Binaural Nodar develops a permanent educational program that expands across the territory and its different educational communities, whether children and young people, senior citizens or students and professionals in the arts and social sciences areas. Our educational approach aims, in the first place, to cover a formative “territory” unexplored by most cultural organizations: the deep knowledge of places, their economic, cultural, religious and social dynamics, promoting the deepening of “new senses of place”. It is our understanding that there is a tendency in workshops developed all over the world to focus on the goals of developing personal expression, based on the teaching of techniques arising from the visual arts, theater or dance that often are separated from geographical and community-specific contexts.
In 2008, Binaural Nodar launched its first educational project entitled “Sound villages”, a project that consisted of recording, editing and mapping the acoustic heritage of rural villages in parallel with its geographical, historical and socio-cultural mapping. The project involved primary and secondary schools in rural areas, having started in the academic year 2008-2009 at the Secondary School of S. Pedro do Sul and passed through other municipalities such as Arouca and Vila Nova de Paiva. “Sound villages” encourages students from rural areas to “open their ears” to the acoustic world that surrounds them, involving them in an analytical and collaborative process of capturing, editing and publishing on the internet specific sound environments of each village or rural landscape. During the multiple field sessions carried out with rural children and youth, more than a hundred sound recordings were captured, currently included in the Binaural Nodar Digital Archive.

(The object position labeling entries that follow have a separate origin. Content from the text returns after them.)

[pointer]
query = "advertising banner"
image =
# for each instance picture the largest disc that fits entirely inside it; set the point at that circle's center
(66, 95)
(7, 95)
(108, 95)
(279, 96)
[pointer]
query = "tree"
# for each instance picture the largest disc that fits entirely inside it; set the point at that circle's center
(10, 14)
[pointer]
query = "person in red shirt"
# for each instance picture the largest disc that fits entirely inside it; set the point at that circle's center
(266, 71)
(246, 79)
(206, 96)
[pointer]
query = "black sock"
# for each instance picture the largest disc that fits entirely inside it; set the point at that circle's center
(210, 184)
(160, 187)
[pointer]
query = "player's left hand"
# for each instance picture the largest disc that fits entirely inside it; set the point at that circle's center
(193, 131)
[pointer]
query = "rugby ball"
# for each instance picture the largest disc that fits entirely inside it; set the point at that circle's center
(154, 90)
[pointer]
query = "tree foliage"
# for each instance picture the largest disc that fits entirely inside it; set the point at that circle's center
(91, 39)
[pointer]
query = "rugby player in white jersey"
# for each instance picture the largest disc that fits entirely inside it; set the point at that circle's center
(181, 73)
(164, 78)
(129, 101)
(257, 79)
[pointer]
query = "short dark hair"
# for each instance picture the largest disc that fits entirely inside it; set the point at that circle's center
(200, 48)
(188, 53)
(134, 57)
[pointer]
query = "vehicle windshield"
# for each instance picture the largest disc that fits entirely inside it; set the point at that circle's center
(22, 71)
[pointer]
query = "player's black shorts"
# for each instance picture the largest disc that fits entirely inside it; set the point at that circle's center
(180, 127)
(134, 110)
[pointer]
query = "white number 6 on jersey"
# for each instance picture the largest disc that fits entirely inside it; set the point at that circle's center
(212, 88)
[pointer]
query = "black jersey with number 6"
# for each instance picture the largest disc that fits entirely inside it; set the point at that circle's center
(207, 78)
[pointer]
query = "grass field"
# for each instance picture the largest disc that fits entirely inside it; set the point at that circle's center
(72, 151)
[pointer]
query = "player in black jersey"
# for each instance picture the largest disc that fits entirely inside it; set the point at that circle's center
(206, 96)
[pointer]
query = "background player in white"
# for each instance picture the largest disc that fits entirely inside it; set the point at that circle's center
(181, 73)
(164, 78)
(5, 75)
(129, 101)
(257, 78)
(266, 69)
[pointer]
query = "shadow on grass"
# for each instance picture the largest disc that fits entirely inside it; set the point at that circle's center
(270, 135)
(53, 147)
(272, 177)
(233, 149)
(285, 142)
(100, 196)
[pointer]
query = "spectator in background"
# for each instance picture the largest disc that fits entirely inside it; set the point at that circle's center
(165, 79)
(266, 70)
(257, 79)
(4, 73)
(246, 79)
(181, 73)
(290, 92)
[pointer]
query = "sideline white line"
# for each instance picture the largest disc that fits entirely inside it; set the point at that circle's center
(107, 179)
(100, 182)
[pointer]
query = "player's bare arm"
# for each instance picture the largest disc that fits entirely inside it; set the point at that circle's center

Taking into account the results of that first educational project, in the following years Binaural Nodar deepened its educational methodologies, in growing articulation with municipalities such as São Pedro do Sul, Vouzela, Castro Daire and Viseu and their respective school directions and more than two dozen new workshops were developed, involving aspects related to the perception of both natural and cultural heritage and the expressiveness potential that it includes. Examples are: “Human field recordings”, “Discovering the rural phonosphere”, “Vouzela Sonora”, “I hear, I remember, I feel”, “Children on the loose at the ethnographic museum”, “Sketch & Sound”, “Cage / Objects”, “Sonic vegetable garden”, “Talking books”, “Imaginary sounds”, “Nature orchestra”, “Noise Lab – experimenting with John Cage” and many others.